Communicating Across Ages
by Melinda Wenner Bradley
Youth Religious Life Coordinator, Philadelphia Yearly Meeting
A first step is recognizing the power and beauty of connecting and sharing across generations. It could not be more vital to the moment we are living in! Elise Boulding wrote:
“If we want to rediscover human joy and wholeness and creativity, and to learn to care for our planetary household as one earth family, we cannot continue to insulate adults and children from each other. Children need to be present to us, and we to them […]”
Intergenerationality is marked by mutuality (we all participate and benefit); reciprocity (we all give and receive) and equality (we are all valued equally). How can we use this as a guide, when planning gatherings with Friends?

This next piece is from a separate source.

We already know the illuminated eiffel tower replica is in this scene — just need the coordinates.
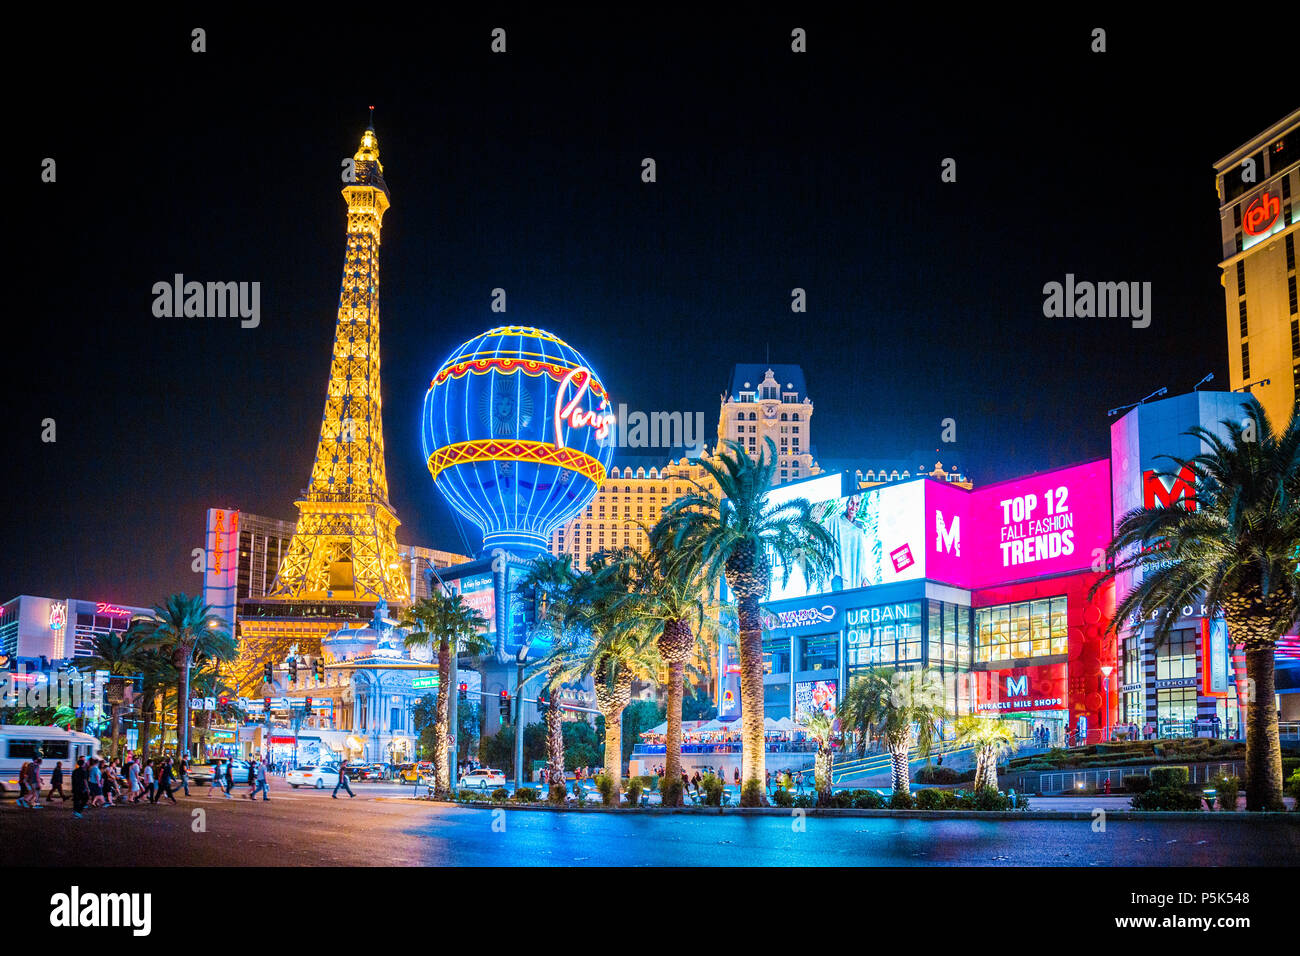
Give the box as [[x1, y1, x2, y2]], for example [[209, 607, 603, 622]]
[[235, 114, 410, 695]]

When you meet someone new, particularly if they are from a different generation, don’t ask questions with embedded assumptions based on their age (What grade are you in school? What is your work? Do you have children? Are you retired?), instead ask questions that indicate your interest in them as a person:
– What do you like to do?
–How do you spend your days?
– What gives you hope?
–What are you looking forward to right now?
–What’s something interesting that’s happened to you lately?

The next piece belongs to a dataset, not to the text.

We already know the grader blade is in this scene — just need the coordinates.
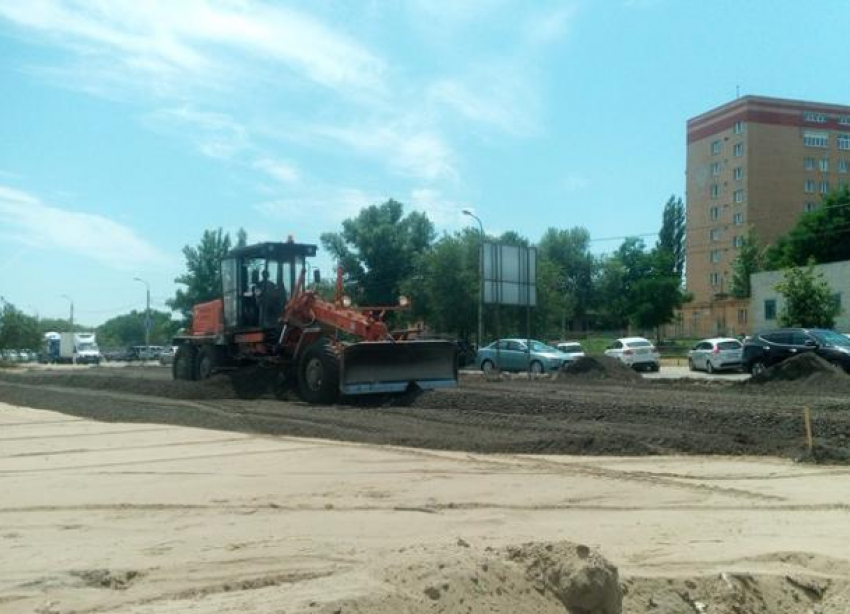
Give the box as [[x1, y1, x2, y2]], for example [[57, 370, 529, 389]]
[[340, 340, 458, 395]]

Consider hosting “Friendly Gatherings” as an expanded version of “Friendly 8s” so that families with children in the meeting can gather with other Friends across generations. (Groups should be intentionally multigenerational and can be more than eight people.) Share choices for relaxed, optional programming with the groups (see “Home Groups Fall 2021”).

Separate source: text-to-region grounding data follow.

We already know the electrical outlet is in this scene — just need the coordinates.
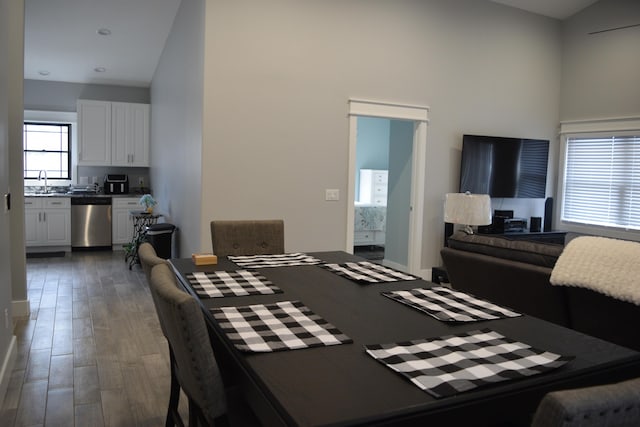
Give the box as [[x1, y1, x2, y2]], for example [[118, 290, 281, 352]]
[[325, 189, 340, 201], [138, 176, 144, 186]]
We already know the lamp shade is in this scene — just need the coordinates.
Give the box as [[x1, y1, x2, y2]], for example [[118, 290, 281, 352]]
[[444, 193, 491, 226]]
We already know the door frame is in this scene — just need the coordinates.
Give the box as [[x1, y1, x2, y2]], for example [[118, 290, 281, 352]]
[[346, 99, 429, 275]]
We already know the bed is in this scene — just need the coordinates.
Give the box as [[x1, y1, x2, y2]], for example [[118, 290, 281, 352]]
[[354, 203, 386, 246]]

Everyone needs stories, and activism can be a shared interest across ages of Friends. Books like “Holy Troublemakers and Unconventional Saints” offer short biographies of really cool people of faith — share how their stories connect with the witness of adult Friends during their lives, and the hopes of younger Friends for their world.
Worship and Play together! Creating spaces to be together in joy and spiritual community nurtures opportunities to know each other in new ways. Sometimes we speak most eloquently and connect deeply simply through being present to one another. Host a game night, make a community meal, plan a time for all-ages to worship together. Invite people of all ages to help make these plans!